The earlier you start your retirement planning, the longer you have to achieve your goals and the less expensive it will be for you. For example, if you plan to retire at age 65, and you only start thinking about a retirement plan at age 60, you only have 5 years to start saving for retirement. However, if you are just starting out in a career, and you are in your twenties, you have 40 or more years to start saving for retirement. Obviously, you have much more time to start saving for retirement. We started investing in mutual funds from American Funds. Even though we may change or move our money from one fund to another, it continues to work for us.
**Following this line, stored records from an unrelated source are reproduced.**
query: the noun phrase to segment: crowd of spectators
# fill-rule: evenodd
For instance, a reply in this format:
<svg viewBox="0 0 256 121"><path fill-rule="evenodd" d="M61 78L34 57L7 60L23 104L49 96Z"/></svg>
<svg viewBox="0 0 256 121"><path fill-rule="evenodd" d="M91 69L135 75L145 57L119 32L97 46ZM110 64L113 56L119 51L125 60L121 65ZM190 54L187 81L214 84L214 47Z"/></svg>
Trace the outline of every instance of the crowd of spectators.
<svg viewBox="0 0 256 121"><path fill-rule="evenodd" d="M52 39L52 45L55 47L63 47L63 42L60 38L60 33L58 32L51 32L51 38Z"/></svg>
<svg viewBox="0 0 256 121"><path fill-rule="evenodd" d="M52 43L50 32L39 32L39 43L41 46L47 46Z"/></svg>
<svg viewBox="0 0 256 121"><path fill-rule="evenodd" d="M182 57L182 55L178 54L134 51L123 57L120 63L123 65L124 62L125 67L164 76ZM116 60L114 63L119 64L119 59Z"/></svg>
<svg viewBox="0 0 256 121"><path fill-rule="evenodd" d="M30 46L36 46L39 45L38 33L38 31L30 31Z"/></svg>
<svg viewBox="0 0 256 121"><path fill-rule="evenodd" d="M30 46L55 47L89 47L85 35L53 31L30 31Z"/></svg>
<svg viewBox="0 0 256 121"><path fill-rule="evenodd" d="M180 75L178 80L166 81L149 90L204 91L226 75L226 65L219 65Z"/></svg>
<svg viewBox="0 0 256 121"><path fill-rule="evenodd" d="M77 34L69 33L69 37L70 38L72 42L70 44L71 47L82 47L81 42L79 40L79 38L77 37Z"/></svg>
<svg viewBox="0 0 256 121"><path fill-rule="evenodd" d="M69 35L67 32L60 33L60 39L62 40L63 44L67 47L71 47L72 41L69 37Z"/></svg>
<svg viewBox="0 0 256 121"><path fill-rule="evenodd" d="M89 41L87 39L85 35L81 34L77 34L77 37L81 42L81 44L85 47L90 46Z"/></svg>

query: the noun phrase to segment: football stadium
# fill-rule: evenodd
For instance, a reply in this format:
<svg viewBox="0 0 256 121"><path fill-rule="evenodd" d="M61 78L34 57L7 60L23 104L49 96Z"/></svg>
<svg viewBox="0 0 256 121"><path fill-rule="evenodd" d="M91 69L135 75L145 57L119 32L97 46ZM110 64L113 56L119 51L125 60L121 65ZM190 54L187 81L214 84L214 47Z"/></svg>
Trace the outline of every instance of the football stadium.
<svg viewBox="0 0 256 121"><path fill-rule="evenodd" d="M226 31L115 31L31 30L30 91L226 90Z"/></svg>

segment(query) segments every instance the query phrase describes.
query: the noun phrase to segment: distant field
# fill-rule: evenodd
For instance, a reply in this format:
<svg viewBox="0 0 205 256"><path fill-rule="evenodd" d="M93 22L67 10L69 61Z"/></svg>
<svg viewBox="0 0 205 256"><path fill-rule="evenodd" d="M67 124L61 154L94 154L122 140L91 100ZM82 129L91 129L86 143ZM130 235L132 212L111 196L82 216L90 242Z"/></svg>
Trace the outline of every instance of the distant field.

Most people erroneously think that the time to start Retirement Planning is once they approach their golden years. This is wrong! The opposite is in fact, true! It is simple math to see why it is better to start investing for retirement at the youngest age possible. Let’s take a simple formula to see what happens. Let’s start with 2 people with only $1,000 to invest. Elmer is 60 years old and has 10 years until retirement. Johnny is fresh out of school and won’t retire for another 40 years. Both put their $1000 in a mutual fund that averages a meager 5% every year.
At the end of the period, Elmer would have earned an addition $600 for a total of $1629. Not much of a retirement! But Johnny would have over $7000! And if each adds $1000 every year for the term, at the end Elmer would have $14,835 and Johnny would have a whopping $134,000!